The Consequences of Not Funding Cost Sharing Reduction Assistance
Below is a copy of the 2015 study published on HHS, “The Potential Fiscal Consequences of Not providing CSR Reimbursement.” It explains how getting rid of Cost Sharing reduction assistance, as Trump has threatened and Republicans have often tried to do in their “repeal” bills, would break not only the Affordable Care Act, but entire the healthcare system.
INSIGHT: This report on the affects of eliminating cost sharing reduction assistance was done in 2015, thus numbers below are from 2015. This was likely a response to the Republican plan to cut cost sharing reduction assistance at the time. The report essentially explains how eliminating cost sharing reduction would increase costs in almost every respect: for families, for insurers, for tax payers, for the state, etc. These findings can be backed up by the Kaiser Family Foundation’s The Effects of Ending the Affordable Care Act’s Cost-Sharing Reduction Payments and the CBO report on eliminating cost sharing reduction.
ASPE ISSUE BRIEF – POTENTIAL FISCAL CONSEQUENCES OF NOT PROVIDING CSR REIMBURSEMENTS
This note considers the potential long-term fiscal consequences of a counterfactual scenario in which the federal government did not reimburse insurers for cost-sharing reductions (CSRs).
Under the Affordable Care Act (ACA), insurers are required to provide CSRs to low- and moderate-income enrollees. The federal government is then required to reimburse insurers for the cost of these subsidies.
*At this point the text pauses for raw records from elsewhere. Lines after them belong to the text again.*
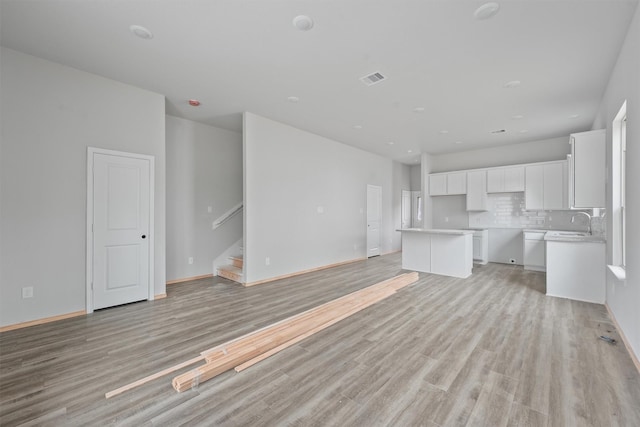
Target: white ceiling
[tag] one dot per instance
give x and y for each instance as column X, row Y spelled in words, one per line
column 245, row 55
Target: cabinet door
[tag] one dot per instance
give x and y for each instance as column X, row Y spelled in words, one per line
column 438, row 185
column 514, row 179
column 534, row 188
column 534, row 253
column 457, row 183
column 477, row 191
column 477, row 248
column 553, row 187
column 495, row 180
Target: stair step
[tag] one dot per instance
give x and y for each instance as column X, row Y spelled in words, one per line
column 237, row 261
column 231, row 272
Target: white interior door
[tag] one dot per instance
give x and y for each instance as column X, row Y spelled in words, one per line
column 121, row 226
column 405, row 221
column 374, row 219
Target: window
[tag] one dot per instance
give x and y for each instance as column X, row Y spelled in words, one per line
column 623, row 173
column 619, row 146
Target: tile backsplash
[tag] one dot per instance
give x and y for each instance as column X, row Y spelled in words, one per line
column 506, row 210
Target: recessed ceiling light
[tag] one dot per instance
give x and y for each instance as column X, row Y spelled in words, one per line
column 303, row 22
column 486, row 11
column 141, row 32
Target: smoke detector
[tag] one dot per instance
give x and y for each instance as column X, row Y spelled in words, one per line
column 141, row 32
column 373, row 78
column 486, row 11
column 303, row 23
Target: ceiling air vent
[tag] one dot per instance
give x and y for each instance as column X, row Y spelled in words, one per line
column 372, row 79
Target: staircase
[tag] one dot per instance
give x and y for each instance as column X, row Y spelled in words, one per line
column 233, row 271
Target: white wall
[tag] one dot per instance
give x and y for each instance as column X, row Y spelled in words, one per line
column 204, row 169
column 527, row 152
column 449, row 212
column 50, row 115
column 416, row 178
column 624, row 298
column 288, row 175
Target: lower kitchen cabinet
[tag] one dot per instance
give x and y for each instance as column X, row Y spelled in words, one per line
column 576, row 270
column 534, row 250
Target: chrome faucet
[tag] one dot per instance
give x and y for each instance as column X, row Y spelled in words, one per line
column 573, row 219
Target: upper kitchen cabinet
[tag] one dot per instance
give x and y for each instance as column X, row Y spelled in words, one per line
column 457, row 183
column 587, row 170
column 477, row 190
column 545, row 186
column 505, row 180
column 442, row 184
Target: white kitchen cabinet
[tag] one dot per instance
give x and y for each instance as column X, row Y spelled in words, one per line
column 534, row 250
column 505, row 180
column 481, row 246
column 438, row 184
column 587, row 170
column 477, row 190
column 576, row 270
column 457, row 183
column 514, row 179
column 545, row 186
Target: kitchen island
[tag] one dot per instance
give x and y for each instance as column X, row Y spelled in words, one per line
column 444, row 252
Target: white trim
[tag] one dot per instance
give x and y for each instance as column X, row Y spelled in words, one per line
column 89, row 247
column 619, row 272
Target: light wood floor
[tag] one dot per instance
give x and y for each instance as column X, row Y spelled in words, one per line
column 491, row 350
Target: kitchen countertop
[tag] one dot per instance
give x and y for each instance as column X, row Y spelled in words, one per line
column 556, row 236
column 437, row 231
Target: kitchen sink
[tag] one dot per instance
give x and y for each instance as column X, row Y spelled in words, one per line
column 569, row 233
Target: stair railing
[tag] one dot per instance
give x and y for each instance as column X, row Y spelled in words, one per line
column 227, row 215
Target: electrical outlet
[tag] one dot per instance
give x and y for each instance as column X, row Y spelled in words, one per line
column 27, row 292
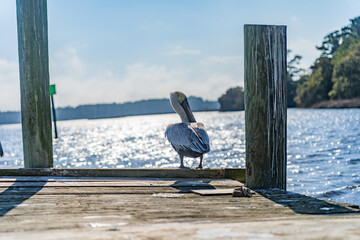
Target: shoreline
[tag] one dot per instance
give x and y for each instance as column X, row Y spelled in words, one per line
column 344, row 103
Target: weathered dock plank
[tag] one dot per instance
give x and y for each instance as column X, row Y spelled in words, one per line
column 120, row 208
column 215, row 173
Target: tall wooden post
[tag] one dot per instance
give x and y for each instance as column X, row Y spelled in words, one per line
column 34, row 83
column 265, row 106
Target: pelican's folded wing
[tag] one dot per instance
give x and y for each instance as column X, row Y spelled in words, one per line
column 188, row 136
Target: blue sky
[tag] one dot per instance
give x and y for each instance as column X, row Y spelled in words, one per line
column 116, row 51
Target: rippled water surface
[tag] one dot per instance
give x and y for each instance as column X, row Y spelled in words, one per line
column 323, row 147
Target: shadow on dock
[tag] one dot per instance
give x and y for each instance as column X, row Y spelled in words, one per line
column 16, row 194
column 303, row 204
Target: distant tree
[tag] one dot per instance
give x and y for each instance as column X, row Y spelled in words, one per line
column 333, row 40
column 346, row 74
column 232, row 100
column 315, row 87
column 293, row 73
column 330, row 43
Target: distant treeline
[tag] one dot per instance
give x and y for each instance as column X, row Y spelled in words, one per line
column 335, row 74
column 144, row 107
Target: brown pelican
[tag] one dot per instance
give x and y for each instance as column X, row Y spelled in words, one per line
column 1, row 151
column 188, row 138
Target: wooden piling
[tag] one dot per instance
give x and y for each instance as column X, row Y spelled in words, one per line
column 34, row 83
column 265, row 106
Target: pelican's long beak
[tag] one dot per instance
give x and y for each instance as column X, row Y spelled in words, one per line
column 1, row 151
column 187, row 109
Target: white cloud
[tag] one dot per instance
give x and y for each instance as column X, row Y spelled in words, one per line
column 293, row 19
column 222, row 59
column 178, row 50
column 78, row 82
column 9, row 85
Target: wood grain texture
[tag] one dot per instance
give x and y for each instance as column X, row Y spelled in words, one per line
column 265, row 106
column 215, row 173
column 124, row 208
column 34, row 82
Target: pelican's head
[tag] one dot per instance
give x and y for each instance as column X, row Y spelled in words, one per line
column 181, row 105
column 1, row 151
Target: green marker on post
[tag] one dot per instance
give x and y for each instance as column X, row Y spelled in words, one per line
column 52, row 92
column 52, row 89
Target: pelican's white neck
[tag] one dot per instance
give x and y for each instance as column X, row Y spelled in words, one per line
column 178, row 108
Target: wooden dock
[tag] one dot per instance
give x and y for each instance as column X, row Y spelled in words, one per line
column 48, row 207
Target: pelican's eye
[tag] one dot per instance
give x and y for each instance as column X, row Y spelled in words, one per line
column 181, row 97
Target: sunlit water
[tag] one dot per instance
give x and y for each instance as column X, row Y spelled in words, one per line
column 323, row 147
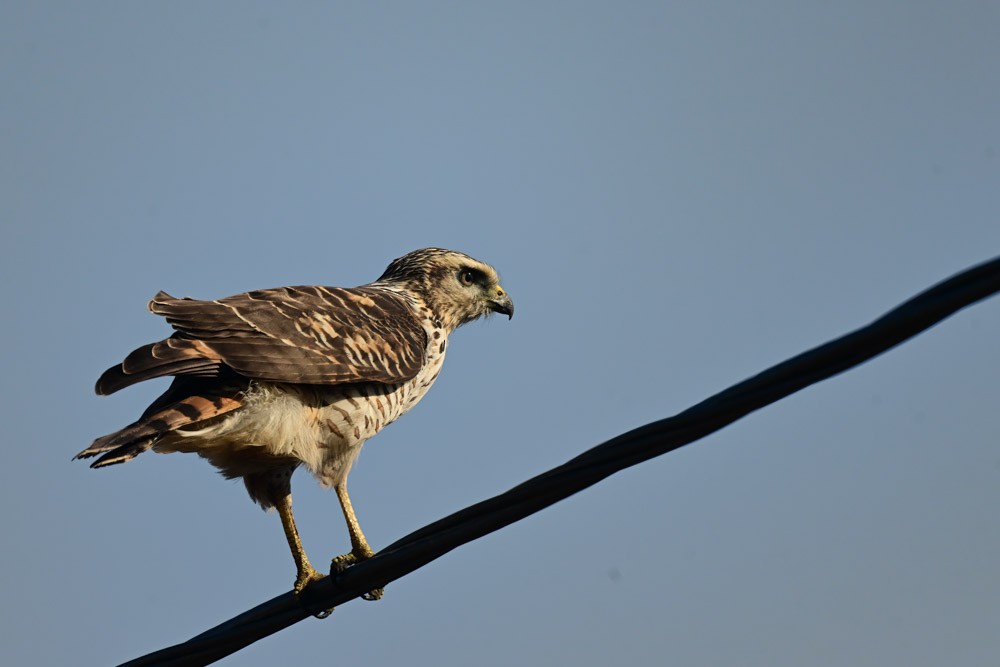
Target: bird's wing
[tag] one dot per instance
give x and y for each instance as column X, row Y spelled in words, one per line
column 304, row 335
column 309, row 335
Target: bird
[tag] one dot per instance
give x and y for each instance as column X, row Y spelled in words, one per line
column 270, row 380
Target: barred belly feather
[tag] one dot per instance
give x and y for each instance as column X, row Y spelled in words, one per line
column 322, row 427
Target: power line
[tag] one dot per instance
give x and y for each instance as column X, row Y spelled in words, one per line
column 433, row 541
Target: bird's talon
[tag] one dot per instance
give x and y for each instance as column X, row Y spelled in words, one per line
column 339, row 564
column 306, row 576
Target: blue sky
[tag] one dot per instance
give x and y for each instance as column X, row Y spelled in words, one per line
column 677, row 195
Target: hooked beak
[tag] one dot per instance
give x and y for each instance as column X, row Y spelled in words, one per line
column 501, row 303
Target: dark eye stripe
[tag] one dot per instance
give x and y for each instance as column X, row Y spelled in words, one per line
column 469, row 276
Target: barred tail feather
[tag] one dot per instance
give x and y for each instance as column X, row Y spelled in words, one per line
column 127, row 443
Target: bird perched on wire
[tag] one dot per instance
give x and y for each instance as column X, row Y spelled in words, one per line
column 269, row 380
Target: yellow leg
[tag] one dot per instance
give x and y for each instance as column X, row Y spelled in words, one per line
column 306, row 574
column 359, row 545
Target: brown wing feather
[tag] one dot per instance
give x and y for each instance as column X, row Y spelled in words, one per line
column 308, row 335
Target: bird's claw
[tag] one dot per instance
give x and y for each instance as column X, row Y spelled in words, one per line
column 341, row 563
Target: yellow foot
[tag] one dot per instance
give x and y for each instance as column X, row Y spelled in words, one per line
column 341, row 563
column 306, row 576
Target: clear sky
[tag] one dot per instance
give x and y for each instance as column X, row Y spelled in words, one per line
column 677, row 195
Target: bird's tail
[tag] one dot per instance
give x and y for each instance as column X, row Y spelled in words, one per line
column 175, row 409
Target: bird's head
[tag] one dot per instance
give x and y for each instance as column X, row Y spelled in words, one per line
column 456, row 287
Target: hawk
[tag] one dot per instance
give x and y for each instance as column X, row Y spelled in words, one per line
column 269, row 380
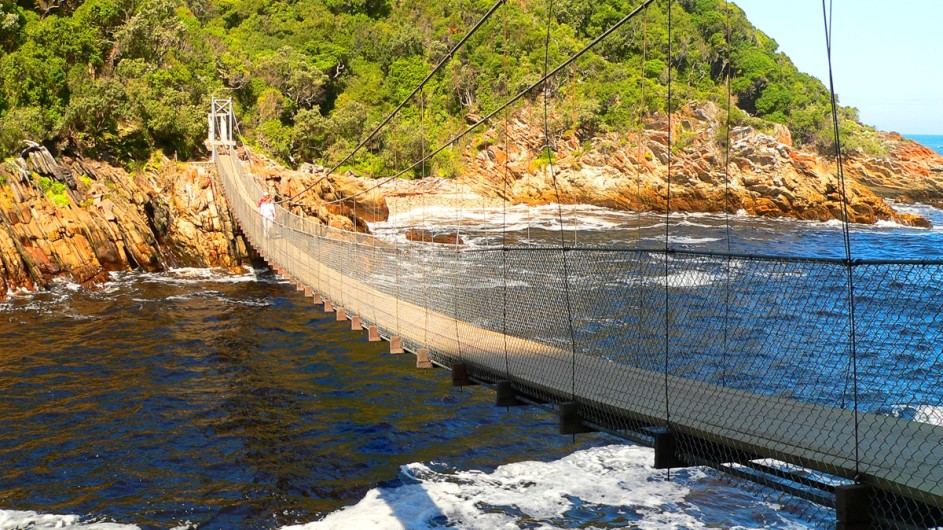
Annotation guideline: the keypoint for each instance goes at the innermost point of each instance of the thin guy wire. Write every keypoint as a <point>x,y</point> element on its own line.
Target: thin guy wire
<point>408,98</point>
<point>638,178</point>
<point>726,350</point>
<point>668,222</point>
<point>504,202</point>
<point>511,101</point>
<point>556,191</point>
<point>846,232</point>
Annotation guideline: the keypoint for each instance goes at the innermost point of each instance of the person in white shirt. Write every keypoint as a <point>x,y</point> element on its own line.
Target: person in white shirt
<point>267,211</point>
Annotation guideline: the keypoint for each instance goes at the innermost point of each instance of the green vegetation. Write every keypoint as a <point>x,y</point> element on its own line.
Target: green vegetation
<point>120,79</point>
<point>54,190</point>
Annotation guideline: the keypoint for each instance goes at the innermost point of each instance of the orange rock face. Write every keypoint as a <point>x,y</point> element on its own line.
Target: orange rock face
<point>764,174</point>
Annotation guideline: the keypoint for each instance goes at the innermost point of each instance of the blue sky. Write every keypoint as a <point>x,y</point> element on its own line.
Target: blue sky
<point>887,55</point>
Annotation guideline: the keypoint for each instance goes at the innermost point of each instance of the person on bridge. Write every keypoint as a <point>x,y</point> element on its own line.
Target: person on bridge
<point>267,211</point>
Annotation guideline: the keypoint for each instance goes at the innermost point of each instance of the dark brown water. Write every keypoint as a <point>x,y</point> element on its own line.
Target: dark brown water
<point>182,400</point>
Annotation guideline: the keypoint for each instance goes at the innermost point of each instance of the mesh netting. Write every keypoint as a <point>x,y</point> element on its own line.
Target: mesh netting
<point>747,359</point>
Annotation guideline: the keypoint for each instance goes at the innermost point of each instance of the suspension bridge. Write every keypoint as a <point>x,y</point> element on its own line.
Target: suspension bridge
<point>696,406</point>
<point>781,371</point>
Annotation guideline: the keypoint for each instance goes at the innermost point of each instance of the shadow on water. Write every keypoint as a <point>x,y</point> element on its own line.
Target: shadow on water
<point>219,405</point>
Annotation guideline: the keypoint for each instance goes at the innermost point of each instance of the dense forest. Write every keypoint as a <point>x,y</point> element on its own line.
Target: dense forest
<point>121,79</point>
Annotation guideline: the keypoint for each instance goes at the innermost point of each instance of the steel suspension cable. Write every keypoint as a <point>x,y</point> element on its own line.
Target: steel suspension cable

As explained below, if the federal government did not reimburse insurers for CSRs, insurers would increase plan premiums to cover these costs. As a result of the ACA’s structure, these higher premiums would translate into higher federal costs for Premium Tax Credits (PTCs). Moreover, because many more people are eligible for PTCs than for CSRs, the result would be a substantial increase in total federal costs, compared to the current arrangement under which the federal government directly reimburses insurers for the CSRs they provide to eligible individuals. In effect, the federal government would pay CSRs indirectly, through increased PTCs, at much greater total expense.
This analysis focuses on the long-term consequences of not reimbursing insurers for CSRs. It assumes that insurers set premiums based on a full understanding that they are required to provide CSRs to eligible individuals, but that the federal government will not reimburse them for the CSRs they are required to provide. The analysis also assumes that individuals select the plans that are most financially advantageous to them given those premiums. The analysis does not consider the process of adjustment from the current arrangement to the counterfactual scenario. That process would almost certainly involve sizable transition costs and a period of significant uncertainty, market instability, and disruptions in coverage.
Background: Under the ACA, Health Insurance Marketplace plans are categorized into “metal tiers” based on the share of total costs covered by insurers versus enrollees. Silver plans, which serve as the benchmark for setting PTC amounts, have an actuarial value (AV) of 70 percent. That means that 70 percent of expected total health care costs are covered by the insurer, while 30 percent are paid for by enrollees through deductibles, copayments, and coinsurance. Silver plan premiums are set to cover the insurers’ 70 percent share of costs. The remaining ACA metal tiers – bronze, gold, and platinum plans – have AVs of 60, 80, and 90 percent respectively.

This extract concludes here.